Supreme_Court_US_2010In truth, the real revolutionary decision would have been one not upholding Hobby Lobby’s rights. As shown by the arguments of Obama’s lawyers and the dissenting Justices, such a decision would have crippled any opposition to federal legislation intended to impose a particular moral vision on the nation as a whole. It would have meant that no corporations other than those specifically authorized as “not-for-profit” would be seen as representing the rights of their owners. As a result, companies seeking to operate in the marketplace, making and selling goods, would be treated as if they existed only to make money.

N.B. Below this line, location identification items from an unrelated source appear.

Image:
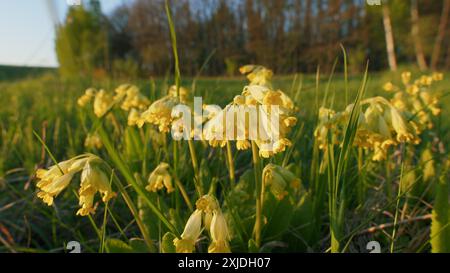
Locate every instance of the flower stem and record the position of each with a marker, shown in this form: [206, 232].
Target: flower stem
[231, 169]
[197, 180]
[257, 171]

Yet another part of our public life would be roped off against “intrusion” by people’s deepest beliefs and morally driven conduct. Not only would such companies have no right to represent the religious free exercise rights of their owners, they also would be made liable to all kinds of additional governmental restrictions and even shareholder lawsuits objecting to their “economically inefficient” decisions to, for example, assist local charities and/or install “excess” anti-pollution equipment.

The dissent’s argument also would have dismissed as unimportant business owners’ very claim to being morally implicated in the makeup of the health insurance they provide. That is, because employees might not choose to take advantage of the free abortifacient coverage, business owners would be denied the right to claim that their religion forbade them from offering to pay for it—and actually paying for it, should the employee choose the abortifacient. The government, then, would become the sole arbiter of the proper relationship between religious belief and ethical conduct. We already have gone far down this road through various Court decisions upholding the right of the government to tax and spend for essentially any purpose, with citizens having essentially no right to object. To extend this logic to the realm of employer-financed employee benefits would be to make a mockery of claims to religious toleration, let alone free exercise.

There can and should be some movement coming out of this decision for smaller, closely held corporations to make clear their religious standards and beliefs. One hopes that statements of religious principles in corporate bylaws, charters, and policies might protect the religious free exercise of important institutions and groups in our nation against radical programs like “free abortifacients for all.” It also might cause some owners to be more explicit and active in promoting policies rooted in religious faith and tradition.  Nonetheless, we should not hope for any pause in the movement to silence religious dissent from contemporary, radical moral visions. We continue to live under a brutish and ham-fisted legal culture, in which one extreme ideological position so dominates that we are expected to simply nod our agreement when told that religious rights are “opposed to” the rights of women—including many millions of religious women and unborn female children, many of them “chosen” for abortion only because they are female.

The Hobby Lobby decision may mark the beginning of a more assertive religious point of view, defending our right to be who we are in our public and economic lives. But it will be at most a beginning in a long series of battles that show no signs of ending anytime soon.